Place the salmon on a tray, drizzle with olive oil, top with slices of lemon and season. Bake for around 8 minutes, until tender and cooked.
Remove the salmon from the oven and set aside to cool, then flake the salmon into pieces.
Add 1 tbsp olive oil to a pan, season the diced butternut squash, then fry for around 5 minutes, until golden.
Put the butternut squash in the oven and bake for another 5 minutes, until just tender.
Remove from the oven to cool.
Blanch the broccoli and green beans in boiling water for 3 minutes, transfer to iced water to cool, then drain.

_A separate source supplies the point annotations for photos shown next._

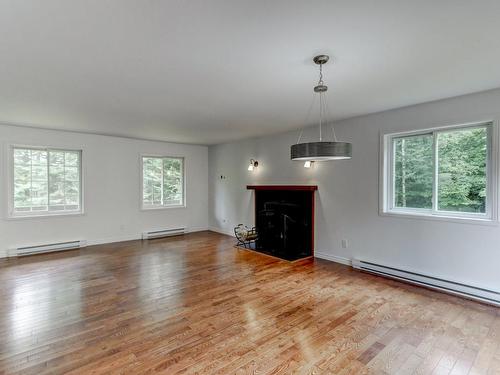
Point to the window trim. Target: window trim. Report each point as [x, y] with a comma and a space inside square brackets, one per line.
[141, 197]
[386, 184]
[11, 215]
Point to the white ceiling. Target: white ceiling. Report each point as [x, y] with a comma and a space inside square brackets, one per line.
[200, 71]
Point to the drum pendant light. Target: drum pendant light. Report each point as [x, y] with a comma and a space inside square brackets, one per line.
[322, 150]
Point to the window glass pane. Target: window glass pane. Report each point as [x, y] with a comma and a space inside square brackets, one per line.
[152, 181]
[172, 185]
[46, 180]
[413, 171]
[462, 180]
[72, 159]
[56, 157]
[162, 181]
[22, 156]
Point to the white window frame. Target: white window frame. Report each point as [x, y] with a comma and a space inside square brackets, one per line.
[162, 207]
[386, 203]
[11, 214]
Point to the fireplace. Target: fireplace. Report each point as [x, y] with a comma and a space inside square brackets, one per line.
[284, 218]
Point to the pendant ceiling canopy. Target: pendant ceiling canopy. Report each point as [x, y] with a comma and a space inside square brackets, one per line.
[321, 150]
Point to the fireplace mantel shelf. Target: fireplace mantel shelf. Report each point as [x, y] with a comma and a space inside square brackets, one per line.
[283, 187]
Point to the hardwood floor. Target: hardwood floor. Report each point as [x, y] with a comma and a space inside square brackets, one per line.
[195, 304]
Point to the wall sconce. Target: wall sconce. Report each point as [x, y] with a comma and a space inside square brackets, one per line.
[253, 164]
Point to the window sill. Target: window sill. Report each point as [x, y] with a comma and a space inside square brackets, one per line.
[44, 215]
[163, 207]
[450, 219]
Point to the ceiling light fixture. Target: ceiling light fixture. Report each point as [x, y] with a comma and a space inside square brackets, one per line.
[322, 150]
[253, 164]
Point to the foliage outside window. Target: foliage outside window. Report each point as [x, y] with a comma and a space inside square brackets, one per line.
[45, 181]
[441, 172]
[162, 182]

Make the vinaigrette by putting all the ingredients in a jar and shaking to combine.
Combine all the salad ingredients, except the toasted almonds, in a bowl and toss them gently in lemon vinaigrette. (Keep any unused dressing in the fridge for up to 1 month). Check the seasoning.
Divide the ingredients between 4 plates, sprinkle over the toasted almonds and serve.